The term super moon is given when the full moon occurs as the moon is passing closer to Earth than is typical.

The term “supermoon” applies when the full moon occurs as the moon is passing closer to Earth than is typical. NASA

You’ll once again hear two terms being thrown around in the next few days. The first will be “supermoon.” This is basically a popular term give to those times during the year when the moon is full and making a close pass to Earth. The second term is “king tides,” and more on that follows.

Sunday and Monday nights will each be perfect for viewing the supermoon. It’s also called the Beaver Moon this month. On Sunday, the moon will rise at about 4:15, just as the sun is setting. This means the moon will come up with a white hue because the sun still will be above the horizon. There still should be some great picture opportunities.

This supermoon will appear about 30 percent brighter and 14 percent larger than a typical full moon, it’s not as if the moon will cover that much more of the sky.

On Monday, the moon rises at about 5 p.m, just after the sun sinks below the western horizon. This should mean the moon will take on more or less an orange-yellow hue as it rises. Once again there should be some fantastic opportunities for picture taking.

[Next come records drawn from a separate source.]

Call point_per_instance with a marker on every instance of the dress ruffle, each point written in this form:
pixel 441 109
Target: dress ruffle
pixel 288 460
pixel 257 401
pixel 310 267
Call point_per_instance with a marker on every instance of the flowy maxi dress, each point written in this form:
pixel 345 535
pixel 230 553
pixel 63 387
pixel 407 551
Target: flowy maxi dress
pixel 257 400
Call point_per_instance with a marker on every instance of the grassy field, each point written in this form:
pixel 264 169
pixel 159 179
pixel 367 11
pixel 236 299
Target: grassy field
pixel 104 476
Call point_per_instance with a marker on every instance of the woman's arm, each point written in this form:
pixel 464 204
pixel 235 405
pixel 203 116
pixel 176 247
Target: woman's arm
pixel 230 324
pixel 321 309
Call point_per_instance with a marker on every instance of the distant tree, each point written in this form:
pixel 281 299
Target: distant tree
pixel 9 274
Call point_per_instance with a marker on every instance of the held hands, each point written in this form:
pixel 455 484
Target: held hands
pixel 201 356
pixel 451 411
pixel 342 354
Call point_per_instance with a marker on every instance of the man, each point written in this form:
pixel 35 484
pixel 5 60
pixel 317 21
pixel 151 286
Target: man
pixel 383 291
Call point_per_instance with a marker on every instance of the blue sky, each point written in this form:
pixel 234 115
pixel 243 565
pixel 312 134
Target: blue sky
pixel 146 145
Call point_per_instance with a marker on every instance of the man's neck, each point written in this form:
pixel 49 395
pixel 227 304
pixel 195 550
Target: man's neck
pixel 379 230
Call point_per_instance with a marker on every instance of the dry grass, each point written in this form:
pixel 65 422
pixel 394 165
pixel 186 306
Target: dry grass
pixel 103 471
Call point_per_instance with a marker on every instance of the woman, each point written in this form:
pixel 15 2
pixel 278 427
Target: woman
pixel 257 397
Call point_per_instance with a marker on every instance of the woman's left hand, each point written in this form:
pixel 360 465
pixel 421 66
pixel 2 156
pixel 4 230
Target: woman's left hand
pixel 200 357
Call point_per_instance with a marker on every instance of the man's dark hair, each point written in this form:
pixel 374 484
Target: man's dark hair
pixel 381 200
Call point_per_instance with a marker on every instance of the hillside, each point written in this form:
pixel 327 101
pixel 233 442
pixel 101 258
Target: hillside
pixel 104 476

The full moon will rise as the sun is setting Sunday and Monday

The full moon will rise as the sun is setting Sunday and Monday TimeandDate.com

Technically, according to NASA, the moon’s closest pass comes at 6:21 a.m. EST Monday, when the center of the moon comes within 221,523 miles of the center of the Earth. The last time the moon came this close was back in January 1948; it was actually 29 miles closer that year. If you are wondering, the moon will come even closer, within 221,485 miles, in 2034.

With the moon so close, the pull from it – which causes our tides – will also be near its greatest of the year. This means more of those king tides, which are simply just astronomically high tides. While the tides will be higher than average for several tides, the peak high tide will occur Wednesday at noon. Let’s hope we don’t have any sort of storm that would facilitate beach erosion and coastal flooding.